It's normally around this time that I make my annual pilgrimage to Flores in the Azores to see my old friends Carol (aka Mung) and Neil.
But what with one thing (three months in Paris) and another (a trip to Scotland last month), I didn't think it fair to leave BB slaving away at the coalface while I disappeared off again on a jolly.
I'm sad not to be going this year. There's something about the peaceful rhythms of this tiny island, its savage beauty, the luminous sea, that makes me resolve to do - and be - something different.
But living in a little pocket of paradise bang in the middle of the Atlantic has its drawbacks; for one thing, you can't buy a tin of corned beef. The Mung and I have a great affinity for corned beef. In fact, it was over a corned beef and Branston Pickle filled roll that we first bonded, in a little caf opposite Edinburgh Sheriff Court not long after we met.
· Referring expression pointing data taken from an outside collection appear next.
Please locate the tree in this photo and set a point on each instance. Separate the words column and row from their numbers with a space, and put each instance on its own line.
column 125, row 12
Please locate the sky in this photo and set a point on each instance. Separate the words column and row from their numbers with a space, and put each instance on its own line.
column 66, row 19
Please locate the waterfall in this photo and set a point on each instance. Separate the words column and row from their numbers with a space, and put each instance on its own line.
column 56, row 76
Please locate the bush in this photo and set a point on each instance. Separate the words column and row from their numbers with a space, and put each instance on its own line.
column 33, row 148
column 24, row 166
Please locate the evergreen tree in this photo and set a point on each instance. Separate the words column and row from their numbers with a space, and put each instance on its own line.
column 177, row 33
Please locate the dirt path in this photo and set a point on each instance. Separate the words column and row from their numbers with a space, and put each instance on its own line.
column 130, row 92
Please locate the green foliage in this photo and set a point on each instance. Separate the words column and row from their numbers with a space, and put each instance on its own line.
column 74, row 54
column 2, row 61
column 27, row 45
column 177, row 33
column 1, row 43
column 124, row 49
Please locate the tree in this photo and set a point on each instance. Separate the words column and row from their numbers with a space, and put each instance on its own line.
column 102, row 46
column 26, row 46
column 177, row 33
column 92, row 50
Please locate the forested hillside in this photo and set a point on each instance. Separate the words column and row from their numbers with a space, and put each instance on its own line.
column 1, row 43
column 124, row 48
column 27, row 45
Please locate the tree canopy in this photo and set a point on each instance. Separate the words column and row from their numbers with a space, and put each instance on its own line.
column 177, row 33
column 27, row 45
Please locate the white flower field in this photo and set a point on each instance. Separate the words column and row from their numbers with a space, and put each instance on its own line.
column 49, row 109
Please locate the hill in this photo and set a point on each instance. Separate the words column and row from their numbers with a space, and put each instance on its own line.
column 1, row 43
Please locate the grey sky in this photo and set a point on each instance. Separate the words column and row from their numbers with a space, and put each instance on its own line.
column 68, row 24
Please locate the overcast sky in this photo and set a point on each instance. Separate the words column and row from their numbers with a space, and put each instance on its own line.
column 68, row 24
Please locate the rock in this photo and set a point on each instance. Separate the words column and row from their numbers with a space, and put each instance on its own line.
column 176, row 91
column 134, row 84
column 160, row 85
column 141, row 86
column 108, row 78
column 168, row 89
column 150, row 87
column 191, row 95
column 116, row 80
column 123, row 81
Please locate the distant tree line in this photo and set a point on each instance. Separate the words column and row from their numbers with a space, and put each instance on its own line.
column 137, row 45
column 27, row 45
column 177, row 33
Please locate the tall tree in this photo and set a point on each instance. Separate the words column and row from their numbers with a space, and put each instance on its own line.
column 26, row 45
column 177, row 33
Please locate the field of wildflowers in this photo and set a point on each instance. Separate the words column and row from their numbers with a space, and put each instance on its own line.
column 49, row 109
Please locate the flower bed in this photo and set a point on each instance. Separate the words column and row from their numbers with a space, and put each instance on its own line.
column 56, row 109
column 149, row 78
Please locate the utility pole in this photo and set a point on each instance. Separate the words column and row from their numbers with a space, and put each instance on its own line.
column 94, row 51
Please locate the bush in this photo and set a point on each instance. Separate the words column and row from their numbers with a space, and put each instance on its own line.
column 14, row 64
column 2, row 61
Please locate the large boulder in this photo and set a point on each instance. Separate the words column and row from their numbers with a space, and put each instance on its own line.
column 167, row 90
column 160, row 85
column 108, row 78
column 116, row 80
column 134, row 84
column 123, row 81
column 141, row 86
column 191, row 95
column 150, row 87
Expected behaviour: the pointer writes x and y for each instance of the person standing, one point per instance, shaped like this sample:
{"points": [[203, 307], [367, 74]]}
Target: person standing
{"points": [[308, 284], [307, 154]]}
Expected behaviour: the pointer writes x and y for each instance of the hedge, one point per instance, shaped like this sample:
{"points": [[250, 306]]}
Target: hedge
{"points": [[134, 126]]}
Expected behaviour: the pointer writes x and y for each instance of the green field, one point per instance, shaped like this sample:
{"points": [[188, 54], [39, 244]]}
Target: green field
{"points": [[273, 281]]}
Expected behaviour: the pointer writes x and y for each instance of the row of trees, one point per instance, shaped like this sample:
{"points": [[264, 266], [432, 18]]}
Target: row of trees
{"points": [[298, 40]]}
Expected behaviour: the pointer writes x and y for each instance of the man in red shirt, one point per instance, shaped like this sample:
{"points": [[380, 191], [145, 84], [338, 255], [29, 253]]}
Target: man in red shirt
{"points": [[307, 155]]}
And we both agree that the tastiest thing to do with corned beef is corned beef hash with a fried egg on top.
tin of corned beef (the best quality you can find)
10 oz / 275 g waxy potatoes
1 large onion
2 tbsp Worcestershire sauce
1 tsp soy sauce
1 tbsp grain mustard
2 - 3 tbsp oil for frying
salt and freshly ground pepper
1. Cut the corned beef into chunks and mix in a bowl with the Worcestershire sauce, soy sauce and grain mustard and set aside. In the meantime, peel and cut the potatoes into chunks and steam until nearly tender. Finely slice the onion.
2. Fry the onion in the oil until soft and browned at the edges. Add the potatoes and corned beef, some salt and pepper and heat through. Fry the eggs in a separate pan and serve on top of the hash.